# Regression and Prediction

Perhaps the most common goal in statistics is to answer the question “Is the variable $ X $ (or more likely, $ X_1, \dots, X_p $) associated with a variable $ Y $, and if so, what is the relationship and can we use it to predict $ Y $?”  
Nowhere is the nexus between statistics and data science stronger than in the realm of prediction—specifically, the prediction of an outcome (target) variable based on the values of other “predictor” variables. This process of training a model on data where the outcome is known, for subsequent application to data where the outcome is not known, is termed **supervised learning**. Another important connection between data science and statistics is in the area of anomaly detection, where regression diagnostics originally intended for data analysis and improving the regression model can be used to detect unusual records.

---

Mungkin tujuan yang paling umum dalam statistik adalah menjawab pertanyaan "Apakah variabel $ X $ (atau lebih mungkin, $ X_1, \dots, X_p $) berhubungan dengan variabel $ Y $, dan jika ya, apa hubungannya dan dapatkah kita menggunakannya untuk memprediksi $ Y $?"  
Tidak ada tempat di mana hubungan antara statistik dan ilmu data lebih kuat daripada dalam ranah prediksi—khususnya, prediksi variabel hasil (target) berdasarkan nilai-nilai variabel "prediktor" lainnya. Proses melatih model pada data di mana hasilnya diketahui, untuk kemudian diterapkan pada data di mana hasilnya tidak diketahui, disebut **pembelajaran terawasi**. Hubungan penting lainnya antara ilmu data dan statistik ada di bidang deteksi anomali, di mana diagnosis regresi yang awalnya ditujukan untuk analisis data dan peningkatan model regresi dapat digunakan untuk mendeteksi catatan-catatan yang tidak biasa.

---

## Simple Linear Regression

Simple linear regression provides a model of the relationship between the magnitude of one variable and that of a second—for example, as $ X $ increases, $ Y $ also increases. Or as $ X $ increases, $ Y $ decreases.  
Correlation is another way to measure how two variables are related—see the section “Correlation” on page 30. The difference is that while correlation measures the strength of an association between two variables, regression quantifies the nature of the relationship.

---

Regresi linier sederhana memberikan model hubungan antara besaran satu variabel dengan variabel lainnya—misalnya, ketika $ X $ meningkat, $ Y $ juga meningkat. Atau ketika $ X $ meningkat, $ Y $ justru menurun.  
Korelasi adalah cara lain untuk mengukur bagaimana dua variabel saling terkait—lihat bagian “Korelasi” pada halaman 30. Perbedaannya adalah bahwa sementara korelasi mengukur kekuatan hubungan antara dua variabel, regresi mengkuantifikasi sifat dari hubungan tersebut.

---

### The Regression Equation

Simple linear regression estimates how much $ Y $ will change when $ X $ changes by a certain amount. With the correlation coefficient, the variables $ X $ and $ Y $ are interchangeable. With regression, we are trying to predict the $ Y $ variable from $ X $ using a linear relationship (i.e., a line):  
$$
Y = b_0 + b_1 X
$$  
We read this as “$ Y $ equals $ b_1 $ times $ X $, plus a constant $ b_0 $.” The symbol $ b_0 $ is known as the intercept (or constant), and the symbol $ b_1 $ as the slope for $ X $. Both appear in R output as coefficients, though in general use the term coefficient is often reserved for $ b_1 $. The $ Y $ variable is known as the response or dependent variable since it depends on $ X $. The $ X $ variable is known as the predictor or independent variable. The machine learning community tends to use other terms, calling $ Y $ the target and $ X $ a feature vector. Throughout this book, we will use the terms predictor and feature interchangeably.

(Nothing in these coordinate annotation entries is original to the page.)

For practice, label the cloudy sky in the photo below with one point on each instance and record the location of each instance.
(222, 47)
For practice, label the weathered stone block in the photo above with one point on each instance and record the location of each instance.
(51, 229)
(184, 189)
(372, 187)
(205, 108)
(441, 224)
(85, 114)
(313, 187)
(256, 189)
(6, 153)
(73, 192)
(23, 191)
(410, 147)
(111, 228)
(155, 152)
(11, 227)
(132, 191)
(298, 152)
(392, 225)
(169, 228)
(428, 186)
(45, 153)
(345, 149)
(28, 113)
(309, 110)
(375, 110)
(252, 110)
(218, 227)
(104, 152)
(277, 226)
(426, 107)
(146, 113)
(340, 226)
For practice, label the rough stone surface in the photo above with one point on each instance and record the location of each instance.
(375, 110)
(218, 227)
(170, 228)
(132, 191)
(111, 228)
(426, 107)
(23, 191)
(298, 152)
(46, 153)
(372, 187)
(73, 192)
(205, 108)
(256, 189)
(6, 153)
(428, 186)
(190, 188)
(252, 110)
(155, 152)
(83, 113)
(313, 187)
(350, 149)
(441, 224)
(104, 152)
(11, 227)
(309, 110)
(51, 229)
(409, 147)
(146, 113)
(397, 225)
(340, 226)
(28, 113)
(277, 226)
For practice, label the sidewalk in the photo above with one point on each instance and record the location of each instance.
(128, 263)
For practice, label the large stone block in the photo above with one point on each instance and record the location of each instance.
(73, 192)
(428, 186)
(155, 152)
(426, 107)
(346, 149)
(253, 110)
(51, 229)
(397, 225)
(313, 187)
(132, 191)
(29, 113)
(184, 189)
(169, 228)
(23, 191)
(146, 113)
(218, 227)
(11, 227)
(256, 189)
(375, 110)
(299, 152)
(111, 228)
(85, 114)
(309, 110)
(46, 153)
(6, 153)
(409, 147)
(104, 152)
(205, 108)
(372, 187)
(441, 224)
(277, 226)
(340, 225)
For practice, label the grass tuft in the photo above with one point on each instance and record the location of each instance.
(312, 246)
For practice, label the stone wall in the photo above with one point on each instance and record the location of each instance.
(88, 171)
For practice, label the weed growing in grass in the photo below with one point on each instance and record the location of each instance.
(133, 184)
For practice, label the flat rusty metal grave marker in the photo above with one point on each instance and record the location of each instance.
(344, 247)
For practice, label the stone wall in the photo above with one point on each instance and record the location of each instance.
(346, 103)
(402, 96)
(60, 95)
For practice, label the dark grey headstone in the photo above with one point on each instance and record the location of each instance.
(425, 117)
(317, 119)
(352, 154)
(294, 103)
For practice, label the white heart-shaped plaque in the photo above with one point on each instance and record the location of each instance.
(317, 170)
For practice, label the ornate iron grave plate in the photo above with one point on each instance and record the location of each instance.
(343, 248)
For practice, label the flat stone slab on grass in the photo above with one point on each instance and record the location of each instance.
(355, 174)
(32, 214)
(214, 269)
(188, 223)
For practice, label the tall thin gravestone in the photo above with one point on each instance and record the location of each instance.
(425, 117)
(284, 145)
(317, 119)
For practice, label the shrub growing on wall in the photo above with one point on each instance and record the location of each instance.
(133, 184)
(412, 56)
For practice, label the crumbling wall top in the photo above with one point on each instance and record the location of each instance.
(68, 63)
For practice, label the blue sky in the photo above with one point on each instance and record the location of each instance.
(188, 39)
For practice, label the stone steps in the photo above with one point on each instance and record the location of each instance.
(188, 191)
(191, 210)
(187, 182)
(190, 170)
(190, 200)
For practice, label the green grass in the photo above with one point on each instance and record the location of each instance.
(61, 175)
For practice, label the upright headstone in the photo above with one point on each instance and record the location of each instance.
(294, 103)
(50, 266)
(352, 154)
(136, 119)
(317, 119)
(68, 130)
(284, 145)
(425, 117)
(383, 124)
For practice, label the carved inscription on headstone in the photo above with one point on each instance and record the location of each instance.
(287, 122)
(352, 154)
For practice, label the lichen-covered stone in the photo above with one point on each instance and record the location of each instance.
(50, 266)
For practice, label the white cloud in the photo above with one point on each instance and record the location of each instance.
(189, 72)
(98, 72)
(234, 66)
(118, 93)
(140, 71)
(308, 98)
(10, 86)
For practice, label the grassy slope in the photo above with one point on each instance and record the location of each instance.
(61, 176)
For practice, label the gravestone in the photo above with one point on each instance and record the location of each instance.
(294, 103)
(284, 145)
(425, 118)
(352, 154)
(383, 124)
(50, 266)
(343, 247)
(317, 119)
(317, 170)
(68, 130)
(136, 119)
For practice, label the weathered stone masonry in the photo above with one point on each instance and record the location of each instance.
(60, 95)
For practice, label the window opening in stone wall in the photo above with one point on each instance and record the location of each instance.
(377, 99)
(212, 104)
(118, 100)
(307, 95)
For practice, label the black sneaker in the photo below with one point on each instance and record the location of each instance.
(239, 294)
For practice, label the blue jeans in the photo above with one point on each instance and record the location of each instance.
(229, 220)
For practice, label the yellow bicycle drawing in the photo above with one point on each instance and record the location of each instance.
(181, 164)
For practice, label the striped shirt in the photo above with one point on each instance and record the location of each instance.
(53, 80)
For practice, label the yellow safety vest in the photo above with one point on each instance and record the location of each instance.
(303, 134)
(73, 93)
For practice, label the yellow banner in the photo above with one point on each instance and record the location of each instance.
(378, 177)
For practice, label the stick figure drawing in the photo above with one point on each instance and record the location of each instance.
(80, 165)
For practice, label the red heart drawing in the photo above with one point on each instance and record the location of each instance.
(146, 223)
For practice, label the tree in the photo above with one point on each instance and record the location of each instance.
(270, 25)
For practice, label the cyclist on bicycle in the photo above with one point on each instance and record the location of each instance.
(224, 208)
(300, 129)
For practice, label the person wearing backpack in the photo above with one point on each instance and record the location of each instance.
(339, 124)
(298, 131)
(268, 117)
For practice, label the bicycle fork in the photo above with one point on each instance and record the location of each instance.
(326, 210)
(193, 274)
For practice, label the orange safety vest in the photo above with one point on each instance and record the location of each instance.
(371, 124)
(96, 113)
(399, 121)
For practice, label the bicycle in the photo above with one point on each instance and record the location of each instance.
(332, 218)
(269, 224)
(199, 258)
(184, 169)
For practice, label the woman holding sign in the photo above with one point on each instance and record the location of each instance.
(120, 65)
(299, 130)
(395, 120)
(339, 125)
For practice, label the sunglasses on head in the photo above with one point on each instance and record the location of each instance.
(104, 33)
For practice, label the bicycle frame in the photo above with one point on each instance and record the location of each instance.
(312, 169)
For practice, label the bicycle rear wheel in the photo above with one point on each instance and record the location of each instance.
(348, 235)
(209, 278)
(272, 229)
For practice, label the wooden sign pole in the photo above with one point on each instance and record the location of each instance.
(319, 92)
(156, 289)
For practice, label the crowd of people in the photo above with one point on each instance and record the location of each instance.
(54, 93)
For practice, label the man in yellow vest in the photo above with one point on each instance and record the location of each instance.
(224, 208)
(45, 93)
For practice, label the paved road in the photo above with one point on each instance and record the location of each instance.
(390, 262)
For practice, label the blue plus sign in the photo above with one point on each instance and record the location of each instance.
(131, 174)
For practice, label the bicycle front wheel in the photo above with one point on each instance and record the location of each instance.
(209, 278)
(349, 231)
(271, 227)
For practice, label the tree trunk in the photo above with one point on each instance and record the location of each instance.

Consider the scatterplot in Figure 4-1 displaying the number of years a worker was exposed to cotton dust ($ \text{Exposure} $) versus a measure of lung capacity ($ \text{PEFR} $ or “peak expiratory flow rate”). How is $ \text{PEFR} $ related to $ \text{Exposure} $? It’s hard to tell based just on the picture.

Simple linear regression tries to find the “best” line to predict the response $ \text{PEFR} $ as a function of the predictor variable $ \text{Exposure} $:  
$$
\text{PEFR} = b_0 + b_1 \text{Exposure}
$$  
The `lm` function in R can be used to fit a linear regression.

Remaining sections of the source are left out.